Born between 1946 and 1964, the Baby Boomer generation is currently in their 40s and 50s. They are rather well-established in their careers and have important roles of authority within their organizations. Actually, this generational segment constitutes a large majority of today’s CEOs, CFOs and corporate leaders.

A recent survey by Altman Weil, for instance, found that nearly two-thirds of law firm respondents (63%) attributed a quarter or more of revenues to partners age 60 or older. Roughly 42% counted on the over-60s for at least 35% of revenues.

A general description of Baby Boomers is that they are loyal, work-centric and somewhat cynical. This generation has lived through many changes in their industries and have adapted accordingly. They don’t mind putting in long hours at work but expect praise for it.

Where learning is concerned, they accept (but not necessarily welcome) the new technologies and though they are aware of the importance of constantly improving their competencies, they would rather not do so on their already limited personal time. They also prefer face to face interaction and will not easily get on board for alternative workshops or wellbeing seminars.

Generation X

In this category we fit those born between 1965 and 1980. This generation marks a period of birth decline so they are not as numerous. Members of Generation X are largely in their 30’s and early 40’s and mostly hold mid-level positions within their organizations.

They are the first to come with a very different work culture and ethic. Unlike the slightly workaholic Baby Boomers, Generation X places a great value on time spent with family. It’s not that they lack ambition but need a very good work/life balance to be happy in their roles. They were the first to question rigid requirements, ask for flexible work schedules and propose work from home options.

Very entrepreneurial in spirit, this generation enjoys being creative, tackling challenges and embraces diversity in the workplace. Without being disloyal, they will not hesitate to search for other employment if they are not happy where they are.

When it comes to learning, they would rather be autonomous. Allowing them to set their own goals and providing them with the means to achieve those goals without constantly supervising or micromanaging them is the best way to go. Even if they were not necessarily raised ton technology, they embrace it and prefer modern methods of training delivery.

Generation Y

Generation Y has been taking the workforce by storm. Also known as the Millennials, they are the fastest growing employee segment. Even though most of them hold entry level positions, they are very ambitions and expect to evolve quickly. This is a very dynamic, optimistic, tech-savvy generation. It seeks personal growth, creative challenges and will not put in time or effort into something it doesn’t believe in.

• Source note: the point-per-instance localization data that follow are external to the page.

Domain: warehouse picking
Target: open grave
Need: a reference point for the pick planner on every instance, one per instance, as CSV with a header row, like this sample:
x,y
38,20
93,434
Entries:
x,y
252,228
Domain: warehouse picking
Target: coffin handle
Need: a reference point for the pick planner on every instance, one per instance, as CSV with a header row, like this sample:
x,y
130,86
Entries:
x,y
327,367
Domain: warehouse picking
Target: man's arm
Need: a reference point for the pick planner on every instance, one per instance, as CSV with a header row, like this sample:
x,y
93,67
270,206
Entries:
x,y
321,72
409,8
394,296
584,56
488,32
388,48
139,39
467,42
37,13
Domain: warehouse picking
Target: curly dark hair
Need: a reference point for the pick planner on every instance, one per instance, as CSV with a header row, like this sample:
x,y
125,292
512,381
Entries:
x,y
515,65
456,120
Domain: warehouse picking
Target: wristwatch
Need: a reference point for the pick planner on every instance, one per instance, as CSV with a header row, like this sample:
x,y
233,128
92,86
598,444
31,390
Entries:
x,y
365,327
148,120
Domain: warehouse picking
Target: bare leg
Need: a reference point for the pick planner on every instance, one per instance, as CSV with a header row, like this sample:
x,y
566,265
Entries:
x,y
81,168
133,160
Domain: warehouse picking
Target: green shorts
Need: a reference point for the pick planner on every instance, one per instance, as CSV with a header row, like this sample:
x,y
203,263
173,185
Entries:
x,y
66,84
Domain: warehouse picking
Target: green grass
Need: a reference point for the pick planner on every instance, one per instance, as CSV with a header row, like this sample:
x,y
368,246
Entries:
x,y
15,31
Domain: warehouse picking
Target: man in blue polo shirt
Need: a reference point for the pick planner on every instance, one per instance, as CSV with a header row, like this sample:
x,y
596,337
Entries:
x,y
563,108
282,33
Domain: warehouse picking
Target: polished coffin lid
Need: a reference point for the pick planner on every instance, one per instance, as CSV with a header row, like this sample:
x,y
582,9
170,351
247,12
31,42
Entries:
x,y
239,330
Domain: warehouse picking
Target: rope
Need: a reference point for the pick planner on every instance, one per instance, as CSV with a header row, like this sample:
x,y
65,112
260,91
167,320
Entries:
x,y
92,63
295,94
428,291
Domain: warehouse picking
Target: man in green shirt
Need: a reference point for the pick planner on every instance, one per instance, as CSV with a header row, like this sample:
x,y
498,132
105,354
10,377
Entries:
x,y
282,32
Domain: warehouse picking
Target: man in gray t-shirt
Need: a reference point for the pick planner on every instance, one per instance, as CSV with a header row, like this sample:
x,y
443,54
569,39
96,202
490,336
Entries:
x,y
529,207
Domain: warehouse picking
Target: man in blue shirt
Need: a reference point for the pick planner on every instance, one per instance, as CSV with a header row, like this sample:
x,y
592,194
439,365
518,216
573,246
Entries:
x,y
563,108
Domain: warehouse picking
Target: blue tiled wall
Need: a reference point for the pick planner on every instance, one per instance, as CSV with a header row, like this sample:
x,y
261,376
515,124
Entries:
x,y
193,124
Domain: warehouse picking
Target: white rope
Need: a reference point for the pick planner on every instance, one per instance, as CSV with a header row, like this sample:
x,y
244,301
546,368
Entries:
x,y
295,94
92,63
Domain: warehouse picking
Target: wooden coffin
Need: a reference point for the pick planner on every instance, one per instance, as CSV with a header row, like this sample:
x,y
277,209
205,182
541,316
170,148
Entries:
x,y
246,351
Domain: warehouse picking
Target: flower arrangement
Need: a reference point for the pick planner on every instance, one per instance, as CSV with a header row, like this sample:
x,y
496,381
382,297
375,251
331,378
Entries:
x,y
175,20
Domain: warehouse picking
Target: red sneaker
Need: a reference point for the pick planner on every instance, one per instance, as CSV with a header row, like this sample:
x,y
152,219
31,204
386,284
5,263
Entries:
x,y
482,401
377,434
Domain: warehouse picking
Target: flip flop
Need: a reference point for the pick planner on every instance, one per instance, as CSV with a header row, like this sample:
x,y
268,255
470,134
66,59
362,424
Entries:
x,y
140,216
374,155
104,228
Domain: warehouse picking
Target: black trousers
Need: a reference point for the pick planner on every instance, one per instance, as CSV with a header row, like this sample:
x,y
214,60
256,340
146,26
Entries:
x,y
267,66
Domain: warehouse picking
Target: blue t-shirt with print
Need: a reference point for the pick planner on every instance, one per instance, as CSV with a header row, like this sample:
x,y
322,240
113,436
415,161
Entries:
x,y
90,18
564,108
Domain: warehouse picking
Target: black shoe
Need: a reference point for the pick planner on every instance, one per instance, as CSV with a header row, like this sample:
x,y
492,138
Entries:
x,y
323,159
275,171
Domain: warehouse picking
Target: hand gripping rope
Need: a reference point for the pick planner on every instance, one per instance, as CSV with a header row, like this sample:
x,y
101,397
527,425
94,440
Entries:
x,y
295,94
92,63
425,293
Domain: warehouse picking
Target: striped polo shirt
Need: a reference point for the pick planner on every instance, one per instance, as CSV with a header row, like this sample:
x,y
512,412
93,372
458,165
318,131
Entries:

The preferred method of communication is via e-mail or text and they are excellent multi-taskers. Traditional classroom training, long meetings or paper-based materials are not their cup of tea. Web-based micro learning, video materials and most importantly the ability to access everything remotely are the way to go to engage this young generation. Keeping a good work/personal life balance is also of great importance to them as is immediate feed-back and praise.

All in all

Diversity in the workplace is ultimately a good thing as different ideas and various perspectives will always lead to better solutions. It is the job of managers and learning professionals to acknowledge and value these differences, to bridge the generational gap (learn how to do this by checking this infographic created by this employee appreciation solutions company) in order to build and maintain a positive and inclusive organizational culture.